Abdurrahman ZEYNAL


İSMET PAŞAYLA TOKALAŞTIĞIM AN

İSMET PAŞAYLA TOKALAŞTIĞIM AN


1969 baharıydı….. Yıllar önce çocukluğumun baharında iken bir gün dersten kaçmak istedim ve kaçtım.
Kandilli Ortaokulu ikinci sınıfta okumaktaydım. O yıllar Kandilli; Erzurum Aşkale arasında şirin mi şirin bir nahiye idi. Karasu vadiye can katarken etrafta insanları edebin, ahlakın, terbiyenin hayat bulduğu, Türk Töresinin tüm unsurlarıyla yaşandığı bir beldeydi.
Mayıs ayı gelmiş, bahar yeşilliklerle kendini hissettirmişti. Hava güzel sınıf sıkıcıydı. O halde yapılacak iş dersten kaçmaktı. Bende öyle yaptım sınıftan kaçtım.

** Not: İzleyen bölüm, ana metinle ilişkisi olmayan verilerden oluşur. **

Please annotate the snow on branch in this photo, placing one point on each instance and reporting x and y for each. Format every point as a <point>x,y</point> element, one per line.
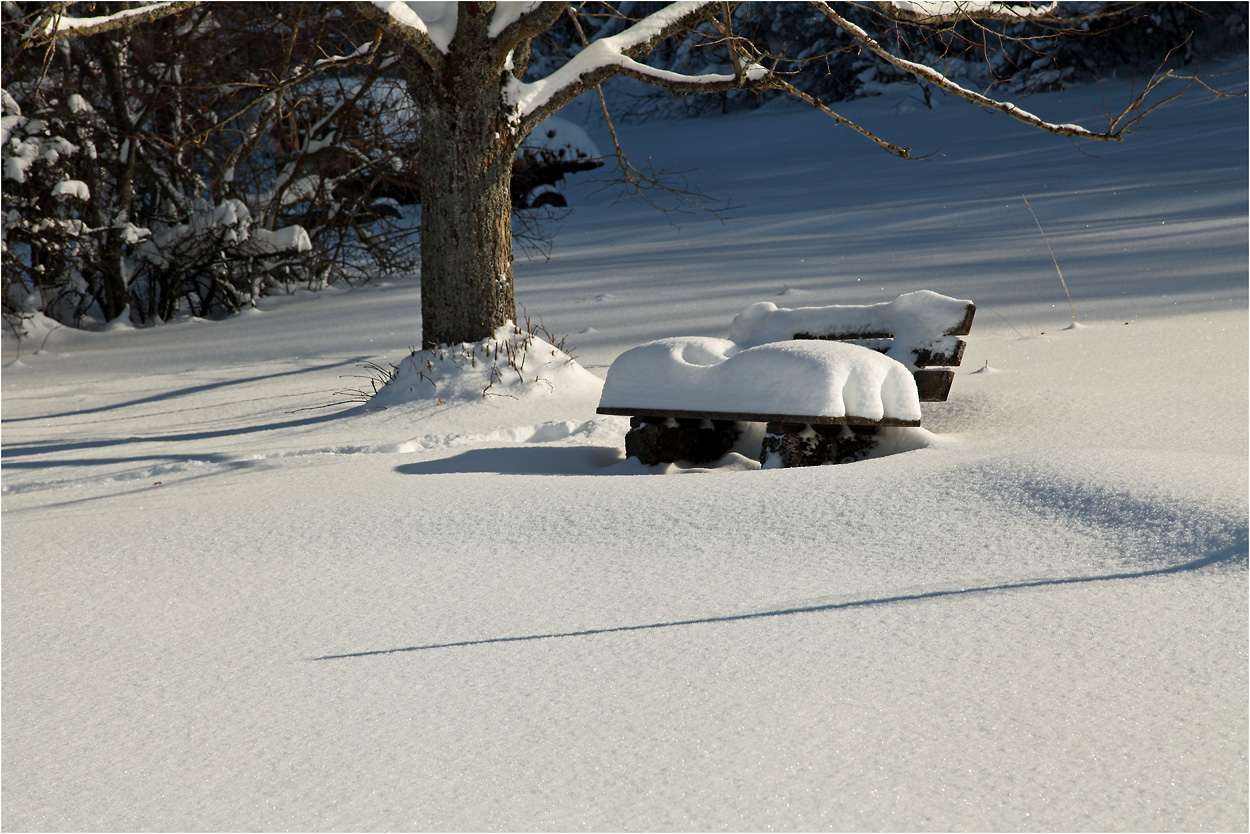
<point>939,80</point>
<point>58,26</point>
<point>615,55</point>
<point>945,11</point>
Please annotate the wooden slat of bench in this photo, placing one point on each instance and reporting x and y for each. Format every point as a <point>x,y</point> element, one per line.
<point>743,417</point>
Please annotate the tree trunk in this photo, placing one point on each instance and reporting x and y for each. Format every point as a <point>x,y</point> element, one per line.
<point>466,210</point>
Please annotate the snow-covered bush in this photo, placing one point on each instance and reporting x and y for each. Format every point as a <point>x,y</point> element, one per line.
<point>136,169</point>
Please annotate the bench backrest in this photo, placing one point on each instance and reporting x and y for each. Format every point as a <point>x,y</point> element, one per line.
<point>918,329</point>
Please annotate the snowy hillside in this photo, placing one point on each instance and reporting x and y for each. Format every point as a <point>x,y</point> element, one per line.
<point>224,610</point>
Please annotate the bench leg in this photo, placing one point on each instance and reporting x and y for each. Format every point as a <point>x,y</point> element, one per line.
<point>659,440</point>
<point>793,444</point>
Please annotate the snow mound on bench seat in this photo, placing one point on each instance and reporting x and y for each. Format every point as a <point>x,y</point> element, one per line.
<point>805,378</point>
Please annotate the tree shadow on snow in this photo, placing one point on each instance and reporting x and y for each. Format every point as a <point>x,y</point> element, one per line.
<point>1235,554</point>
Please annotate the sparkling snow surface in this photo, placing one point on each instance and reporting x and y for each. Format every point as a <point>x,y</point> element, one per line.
<point>225,613</point>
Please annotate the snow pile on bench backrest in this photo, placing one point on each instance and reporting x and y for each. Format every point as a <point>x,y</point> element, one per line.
<point>916,321</point>
<point>786,378</point>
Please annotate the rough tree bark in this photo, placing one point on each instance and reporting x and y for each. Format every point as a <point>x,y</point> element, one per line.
<point>466,171</point>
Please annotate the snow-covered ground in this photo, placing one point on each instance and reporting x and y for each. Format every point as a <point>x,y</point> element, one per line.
<point>221,612</point>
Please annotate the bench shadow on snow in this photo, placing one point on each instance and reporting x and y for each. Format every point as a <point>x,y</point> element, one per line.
<point>524,460</point>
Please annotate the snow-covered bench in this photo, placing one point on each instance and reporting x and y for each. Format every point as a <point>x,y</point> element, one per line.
<point>824,379</point>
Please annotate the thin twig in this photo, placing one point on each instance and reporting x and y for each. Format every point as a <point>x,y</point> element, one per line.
<point>1051,256</point>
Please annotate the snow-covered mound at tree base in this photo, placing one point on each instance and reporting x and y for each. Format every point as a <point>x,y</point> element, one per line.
<point>806,378</point>
<point>515,363</point>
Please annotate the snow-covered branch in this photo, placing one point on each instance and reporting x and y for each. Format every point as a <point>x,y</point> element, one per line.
<point>401,23</point>
<point>933,76</point>
<point>58,26</point>
<point>618,54</point>
<point>945,11</point>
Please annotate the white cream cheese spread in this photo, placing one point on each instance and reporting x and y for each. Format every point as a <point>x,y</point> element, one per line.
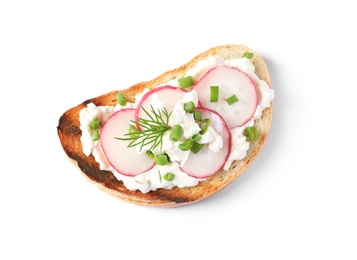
<point>151,180</point>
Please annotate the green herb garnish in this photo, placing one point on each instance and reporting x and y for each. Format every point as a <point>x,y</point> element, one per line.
<point>252,133</point>
<point>151,130</point>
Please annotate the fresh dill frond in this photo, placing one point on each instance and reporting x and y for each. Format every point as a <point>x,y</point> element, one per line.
<point>151,130</point>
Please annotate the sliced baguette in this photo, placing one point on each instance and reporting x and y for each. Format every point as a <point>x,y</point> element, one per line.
<point>69,134</point>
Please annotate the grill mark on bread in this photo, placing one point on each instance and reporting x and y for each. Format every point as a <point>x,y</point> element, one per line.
<point>69,133</point>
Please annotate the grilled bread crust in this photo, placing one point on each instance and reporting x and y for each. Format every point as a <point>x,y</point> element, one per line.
<point>69,135</point>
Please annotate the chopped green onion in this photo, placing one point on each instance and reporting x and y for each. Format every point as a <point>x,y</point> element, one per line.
<point>204,125</point>
<point>197,115</point>
<point>133,131</point>
<point>187,145</point>
<point>95,135</point>
<point>176,133</point>
<point>196,137</point>
<point>232,99</point>
<point>161,159</point>
<point>185,82</point>
<point>169,176</point>
<point>247,55</point>
<point>214,93</point>
<point>189,106</point>
<point>121,99</point>
<point>252,133</point>
<point>94,124</point>
<point>196,147</point>
<point>150,154</point>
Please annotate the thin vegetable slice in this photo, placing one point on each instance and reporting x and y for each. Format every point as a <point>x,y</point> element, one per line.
<point>231,81</point>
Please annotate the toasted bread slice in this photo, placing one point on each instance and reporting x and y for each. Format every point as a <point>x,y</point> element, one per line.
<point>69,134</point>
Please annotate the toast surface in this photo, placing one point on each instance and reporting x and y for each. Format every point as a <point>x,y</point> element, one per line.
<point>69,133</point>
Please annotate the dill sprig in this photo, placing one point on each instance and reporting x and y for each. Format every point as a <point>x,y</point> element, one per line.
<point>151,130</point>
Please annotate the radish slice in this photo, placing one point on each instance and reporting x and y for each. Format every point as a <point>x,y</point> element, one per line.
<point>161,97</point>
<point>207,162</point>
<point>231,81</point>
<point>123,159</point>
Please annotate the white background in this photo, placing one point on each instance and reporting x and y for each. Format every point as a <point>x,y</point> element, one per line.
<point>297,200</point>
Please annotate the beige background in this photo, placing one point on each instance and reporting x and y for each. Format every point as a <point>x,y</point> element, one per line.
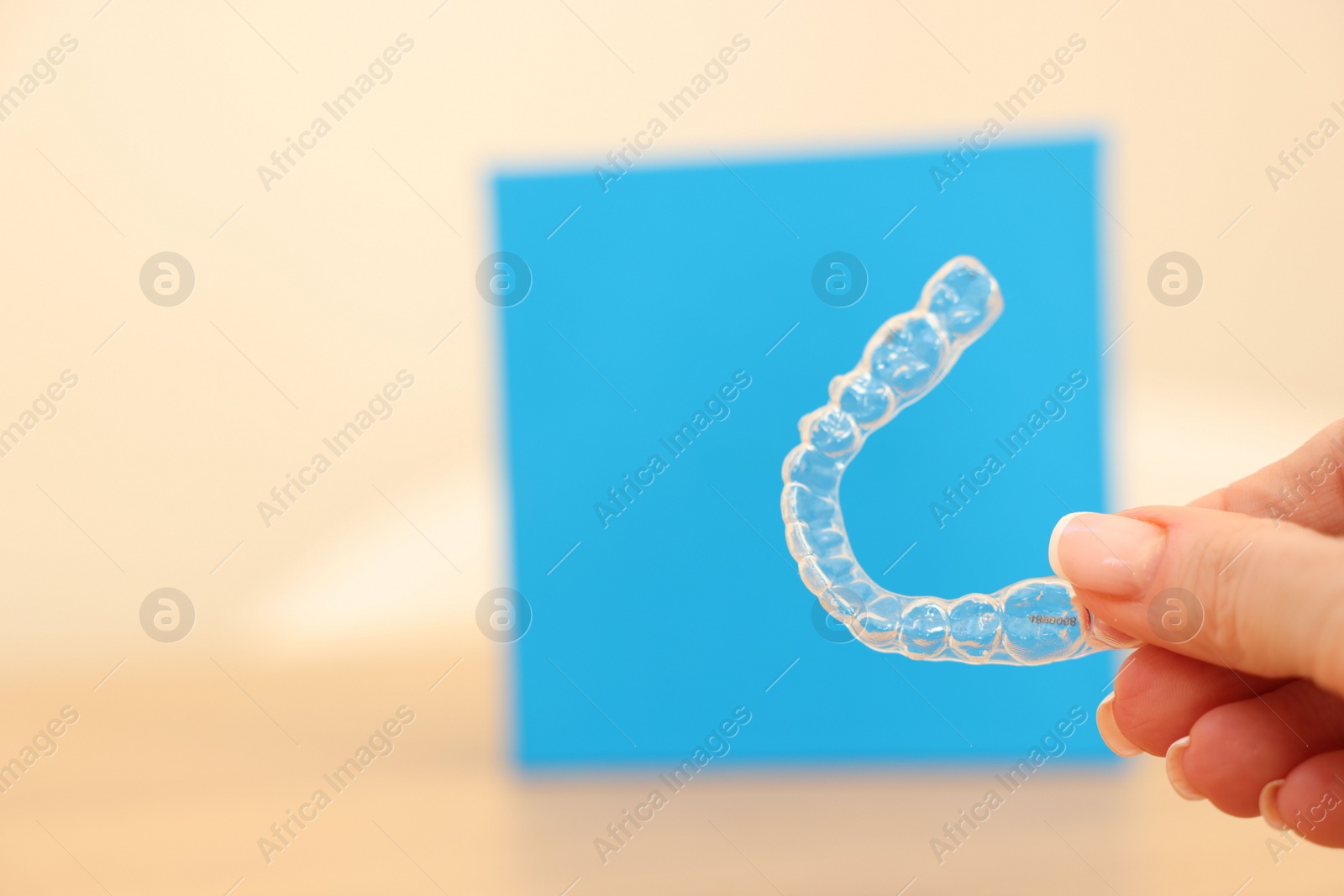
<point>362,259</point>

Aslında küçük olan ancak transit yol üzeri olduğu için tüm karayolu araçları buradan geçiyordu. Kesik köprüde topçu alayı, Kandillide 6. Zırhlı Tugayı vardı. Dolayısıyla Paşa, Alay komutanları, diğer subayların yanında birde hava alanı vardı.
Köyler şehre gitmek için Kandilliye gelir Trenle Erzurum’a veya Aşkale’ye giderlerdi. Lokantası, kahvehaneleri, gazinosu, aile kantını, gazetecisi ve diğer esnaflarıyla bütünleşmiş güzel ve şirin yerdi.

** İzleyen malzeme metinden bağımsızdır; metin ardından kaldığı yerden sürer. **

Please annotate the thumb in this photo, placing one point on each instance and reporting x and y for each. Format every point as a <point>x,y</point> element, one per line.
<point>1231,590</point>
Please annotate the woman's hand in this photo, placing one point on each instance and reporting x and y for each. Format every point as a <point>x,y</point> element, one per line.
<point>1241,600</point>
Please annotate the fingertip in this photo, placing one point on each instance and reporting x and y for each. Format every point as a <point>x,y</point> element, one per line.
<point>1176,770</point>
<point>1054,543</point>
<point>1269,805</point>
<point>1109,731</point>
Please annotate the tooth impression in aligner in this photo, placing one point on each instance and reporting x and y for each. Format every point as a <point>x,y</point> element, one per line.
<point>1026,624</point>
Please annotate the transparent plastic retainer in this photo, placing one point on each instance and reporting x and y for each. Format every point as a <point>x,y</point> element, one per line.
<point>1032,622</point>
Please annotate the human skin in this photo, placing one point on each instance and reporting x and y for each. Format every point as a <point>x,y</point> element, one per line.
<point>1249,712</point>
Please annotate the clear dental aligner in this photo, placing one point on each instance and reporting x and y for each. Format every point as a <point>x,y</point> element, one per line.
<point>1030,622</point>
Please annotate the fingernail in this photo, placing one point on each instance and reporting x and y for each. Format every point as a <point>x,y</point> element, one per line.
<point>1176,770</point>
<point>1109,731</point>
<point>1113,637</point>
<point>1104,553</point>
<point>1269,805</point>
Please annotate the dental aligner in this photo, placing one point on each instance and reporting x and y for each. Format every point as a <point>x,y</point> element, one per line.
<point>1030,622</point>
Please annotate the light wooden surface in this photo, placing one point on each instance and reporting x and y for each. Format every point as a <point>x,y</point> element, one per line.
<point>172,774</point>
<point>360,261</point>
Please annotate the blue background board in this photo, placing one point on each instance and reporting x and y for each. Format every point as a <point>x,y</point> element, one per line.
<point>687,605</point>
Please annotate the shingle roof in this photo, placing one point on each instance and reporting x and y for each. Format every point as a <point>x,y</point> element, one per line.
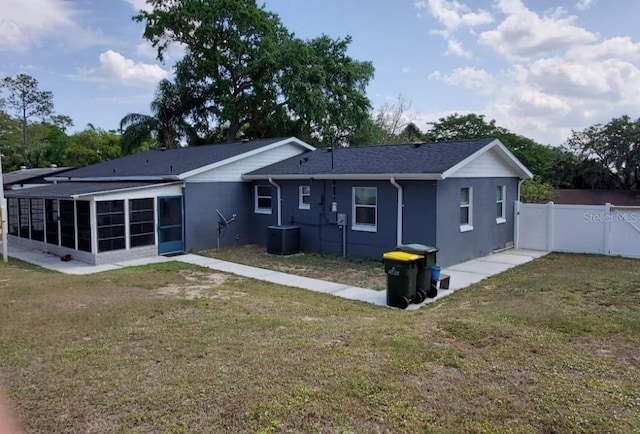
<point>168,163</point>
<point>423,158</point>
<point>24,175</point>
<point>69,189</point>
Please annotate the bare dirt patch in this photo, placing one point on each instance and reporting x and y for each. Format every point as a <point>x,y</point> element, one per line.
<point>199,285</point>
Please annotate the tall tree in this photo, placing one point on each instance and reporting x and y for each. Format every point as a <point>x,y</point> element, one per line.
<point>165,127</point>
<point>91,146</point>
<point>614,147</point>
<point>243,70</point>
<point>63,122</point>
<point>27,100</point>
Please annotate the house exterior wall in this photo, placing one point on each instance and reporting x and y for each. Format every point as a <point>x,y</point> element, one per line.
<point>487,235</point>
<point>201,200</point>
<point>419,212</point>
<point>318,229</point>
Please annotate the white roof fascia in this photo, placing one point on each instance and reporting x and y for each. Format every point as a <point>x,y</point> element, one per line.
<point>116,179</point>
<point>343,176</point>
<point>505,153</point>
<point>244,155</point>
<point>141,187</point>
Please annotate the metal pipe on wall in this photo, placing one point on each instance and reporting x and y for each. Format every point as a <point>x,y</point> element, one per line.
<point>272,182</point>
<point>400,202</point>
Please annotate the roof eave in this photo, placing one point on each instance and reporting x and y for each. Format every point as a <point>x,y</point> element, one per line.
<point>524,173</point>
<point>348,176</point>
<point>248,154</point>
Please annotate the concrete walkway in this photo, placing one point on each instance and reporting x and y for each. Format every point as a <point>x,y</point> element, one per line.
<point>462,275</point>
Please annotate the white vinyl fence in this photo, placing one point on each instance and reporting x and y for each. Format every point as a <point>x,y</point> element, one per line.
<point>606,229</point>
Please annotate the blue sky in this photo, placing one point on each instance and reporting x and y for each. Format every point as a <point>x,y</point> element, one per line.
<point>540,68</point>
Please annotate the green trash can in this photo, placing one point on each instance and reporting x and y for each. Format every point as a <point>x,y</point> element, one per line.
<point>429,255</point>
<point>401,269</point>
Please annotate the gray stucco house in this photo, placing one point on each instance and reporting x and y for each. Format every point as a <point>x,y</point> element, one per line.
<point>360,201</point>
<point>157,202</point>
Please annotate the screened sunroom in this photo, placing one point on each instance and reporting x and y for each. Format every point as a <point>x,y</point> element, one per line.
<point>98,223</point>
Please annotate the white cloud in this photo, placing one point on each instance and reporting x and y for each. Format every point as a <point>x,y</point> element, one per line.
<point>469,78</point>
<point>139,5</point>
<point>621,48</point>
<point>524,33</point>
<point>115,68</point>
<point>453,14</point>
<point>583,5</point>
<point>455,48</point>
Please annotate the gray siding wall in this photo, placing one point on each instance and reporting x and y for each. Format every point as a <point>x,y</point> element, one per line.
<point>487,235</point>
<point>201,201</point>
<point>318,229</point>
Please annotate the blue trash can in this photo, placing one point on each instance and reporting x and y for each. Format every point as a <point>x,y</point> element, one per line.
<point>435,272</point>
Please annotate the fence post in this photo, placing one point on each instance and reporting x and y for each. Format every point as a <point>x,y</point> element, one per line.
<point>550,231</point>
<point>516,224</point>
<point>607,228</point>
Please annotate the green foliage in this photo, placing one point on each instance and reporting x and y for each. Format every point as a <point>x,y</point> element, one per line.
<point>92,146</point>
<point>166,127</point>
<point>245,72</point>
<point>534,191</point>
<point>26,100</point>
<point>611,152</point>
<point>542,160</point>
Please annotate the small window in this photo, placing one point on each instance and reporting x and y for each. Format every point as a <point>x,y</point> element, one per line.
<point>365,208</point>
<point>23,209</point>
<point>304,197</point>
<point>263,199</point>
<point>466,209</point>
<point>52,219</point>
<point>501,215</point>
<point>12,216</point>
<point>141,222</point>
<point>111,225</point>
<point>37,219</point>
<point>83,216</point>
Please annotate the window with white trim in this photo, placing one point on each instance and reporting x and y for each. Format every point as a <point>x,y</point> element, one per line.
<point>466,209</point>
<point>365,209</point>
<point>263,199</point>
<point>304,197</point>
<point>501,214</point>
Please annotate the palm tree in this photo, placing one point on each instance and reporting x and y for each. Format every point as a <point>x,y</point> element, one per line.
<point>165,128</point>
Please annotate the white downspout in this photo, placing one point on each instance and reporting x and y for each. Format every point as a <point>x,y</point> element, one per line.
<point>400,202</point>
<point>272,182</point>
<point>516,217</point>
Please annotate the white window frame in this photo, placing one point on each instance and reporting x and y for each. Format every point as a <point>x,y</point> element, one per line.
<point>257,196</point>
<point>465,227</point>
<point>503,201</point>
<point>365,227</point>
<point>302,194</point>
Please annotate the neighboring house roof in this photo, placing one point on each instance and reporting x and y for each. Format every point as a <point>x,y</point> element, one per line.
<point>437,160</point>
<point>72,190</point>
<point>175,164</point>
<point>596,197</point>
<point>30,176</point>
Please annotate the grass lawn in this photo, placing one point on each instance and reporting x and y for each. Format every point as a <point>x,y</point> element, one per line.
<point>350,271</point>
<point>549,347</point>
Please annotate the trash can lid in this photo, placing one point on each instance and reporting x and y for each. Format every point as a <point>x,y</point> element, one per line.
<point>401,256</point>
<point>417,248</point>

O gün okuldan kaçmış Caminin karşı kaldırımında ayakta durup etrafı seyrederken Aşkale yönünde gelen beyaz renkli bir otomobil önümde durdu. Otomobilde fötr şapkalı kravatlı kısa boylu, yaşlı biri indi. Diğer kapıdan lacivert takım elbiseli kırmızı mendilli uzun boylu iki kişi daha indi. Birde şoförleri vardı. Topal dört kişi idiler.
Yaşlı insan yanıma gelip elimi sıktı. Tanıma sansım yoktu. Kimdi? Neydi o ana kadar bilemiyordum Tanımadığım kişi arkamda bulunan büyük kahvehaneye yönelince insanlar bağırmaya başladı ve dışarı çıkmaya başladılar.
Paşa gelmiş, Paşa gelmiş sesleri yükselirken beni bir şaşkınlık almıştı. Çünkü 6.Zırhlı Tugay Komutanı gördüğüm tanıdığım kişiydi. Hâlbuki bu kişi sivildi. Hiçte paşa görünümü yoktu. Sade bir insandı.
Tanıyanlar bağırmaya başlamışlar, İsmet Paşa Geldi.. İsmet Paşa Geldi diyorlardı. O güne kadar İsmet Paşa ismini bile duymamıştım. Meğer elimi sıkan İsmet Paşaymış…
İnsanlar kahveye girerken ben dışarıda kalmış olan biteni seyretmekle meşguldüm. Aklıma sivilden de Paşa olur mu diye kendi kendime söylenirken sonraları okuyacağım, öğreneceğim İsmet Paşayla tokalaşmıştım.
İlginç olan ömrünü cephelerde geçirmiş, Türkiye Cumhuriyetinin kurulmasında emekleri geçmiş, başbakan, Cumhurbaşkanı ve parti başkanı olarak görev yapmış olan kişinin önünde, arkasında tek bir koruma arabası olmadığı gibi kimselerde yoktu.